Monday, June 24, 2013

Blogging the Caine: Elnathan John's "Bayan Layi"

"Bayan Layi" by Elnathan John is a story that, for whatever reason, puts me in mind of Tim Maughan's "Limited Edition," a long SF story that was shortlisted for the BSFA award in 2012 and which I found through this review by Niall Alexander for Tor. I don't know how much of my annoyance with Maughan's story stems from Alexander's comments about the London Riots, and how much of it is in the story itself, but I did read the whole thing a while back, so that's something.

Elnathan John's story is very much about violence, and very much about perspective. The perspective allows the story to do something that I think has gone widely unremarked, on top of the interesting points already made; because of the position our narrator, Dantala, occupies, and the abstracted names of the groups in whose bame the violence is being perpetrated, it is never entirely clear that the "political thuggery" taking place is as straightforward as Dantala believes it to be. That he is excluded from the discussion at the pickup truck, coupled with Banda's cynicism is the first major tip off.

John's story, lacking the explicit political-chatter context of Maugham's, sets itself up to be received as a much more straightforward moral tale; an opposition party hires a local gang to terrorize an area into electing them, the established class fixes the vote anyway, chaos ensues.

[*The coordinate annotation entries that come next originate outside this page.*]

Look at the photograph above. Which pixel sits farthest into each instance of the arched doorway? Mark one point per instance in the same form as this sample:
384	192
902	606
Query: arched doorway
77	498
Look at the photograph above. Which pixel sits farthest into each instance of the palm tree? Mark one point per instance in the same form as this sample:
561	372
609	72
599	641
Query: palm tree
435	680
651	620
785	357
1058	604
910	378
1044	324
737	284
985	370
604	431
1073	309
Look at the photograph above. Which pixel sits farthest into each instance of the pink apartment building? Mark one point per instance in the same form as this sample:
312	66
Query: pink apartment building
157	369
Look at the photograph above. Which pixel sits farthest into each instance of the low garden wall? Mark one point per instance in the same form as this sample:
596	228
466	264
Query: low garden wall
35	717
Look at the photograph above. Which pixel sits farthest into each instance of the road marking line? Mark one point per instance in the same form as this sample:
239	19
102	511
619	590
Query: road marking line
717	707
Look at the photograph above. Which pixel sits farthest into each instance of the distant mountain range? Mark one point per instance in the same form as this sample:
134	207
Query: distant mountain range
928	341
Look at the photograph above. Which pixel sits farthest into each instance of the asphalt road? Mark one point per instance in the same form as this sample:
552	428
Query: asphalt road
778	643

Lurking in the background, however, there are many other possibilities. Little things, like the Big Party representative removing his affiliations because, as Dantala tells us, "I think he is afraid he will be attacked ... because he used to live in Bayan Layi too," suggest that, given the lack of access our narrator has to any direct authority, the Small Party representatives paying the kids under the Kuka Tree could easily represent someone else entirely; if not the Big Party directly, then perhaps a third party, interested less in electoral results than tactical disruptions, or proxy war with a different motive entirely.

This is not, of course, to say that this conspiratorial reading is at all necessary; only that it seems to me that the text remains open to it through its fidelity to the viewpoint it adopts. This is important; unlike the glut of information we get in Maugham's story, which obscures a moral stance that Alexander's review articulates well and positions it not so very far from the conservative chatter ostensibly being parodied within, the deep textual ambiguity of John's story means that the apparent moral of "Bayan Layi" rests on unstable ground. My sense is that "Bayan Layi" strongly resists a cathartic moral reading in this way (which is, I believe, why the Critical Literature Review accuses it of simply piling on horrors; I am also reminded of the wretched review of Tao Lin's Taipei in The Millions, which, among other things, accuses the book of failing to moralize about drugs as a point against it) despite readers of any political affiliation seeming to have plenty of content to moralize about.

The capacity to write both in and around this moral instability is ludicrously important to me as a reader, and it is something that I don't think Maugham accomplishes. In contrast, the other story which Alexander reviewed in the above link, "The Song of the Body Cartographer" by Rochita Loenen-Ruiz, is a shining example, full of sentences which glance off of the story itself and suggest a near-infinite complexity just beyond the reader's enforced periphery. "Bayan Layi," I think, never quite reaches this level; contrastively it reads much more like a puzzle than a poem. Which is not to detract from John's story; they are written in very different registers and very different goals, and for what it's worth I think Loenen-Ruiz's story is impeccable, but to compare the two seems very beside the point.

I have touched very little on the violence in "Bayan Layi," and I am not quite sure what to say of it. It is perhaps the way in which the perspective is most immediately and powerfully driven home. I suspect that no one can read the descriptions of the racialized beating without reflecting seriously on the way that the limited narration shapes the story. For me this was another moment of the sort of disconnect that the story glosses over but which seems to ground it; the boy flees, Banda tells Dantala not to chase, and the boy is found dead later. There is nothing that necessarily indicates that the boy died of the wounds from the beating, or even, really, that he died at all; and yet the story does not dwell in this ambiguity, it simply is. It doesn't make excuses for its characters, but it does provide context. It even gives us the excuses that the characters, or at least Dantala, provide themselves, but without fetishizing them. The acts of violence themselves seem to me neither gratuitous nor excessive in quantity, but neither are they a disinterested cataloguing or a sociological abstraction. Which is the long way of saying that I haven't much at all to say about them, really.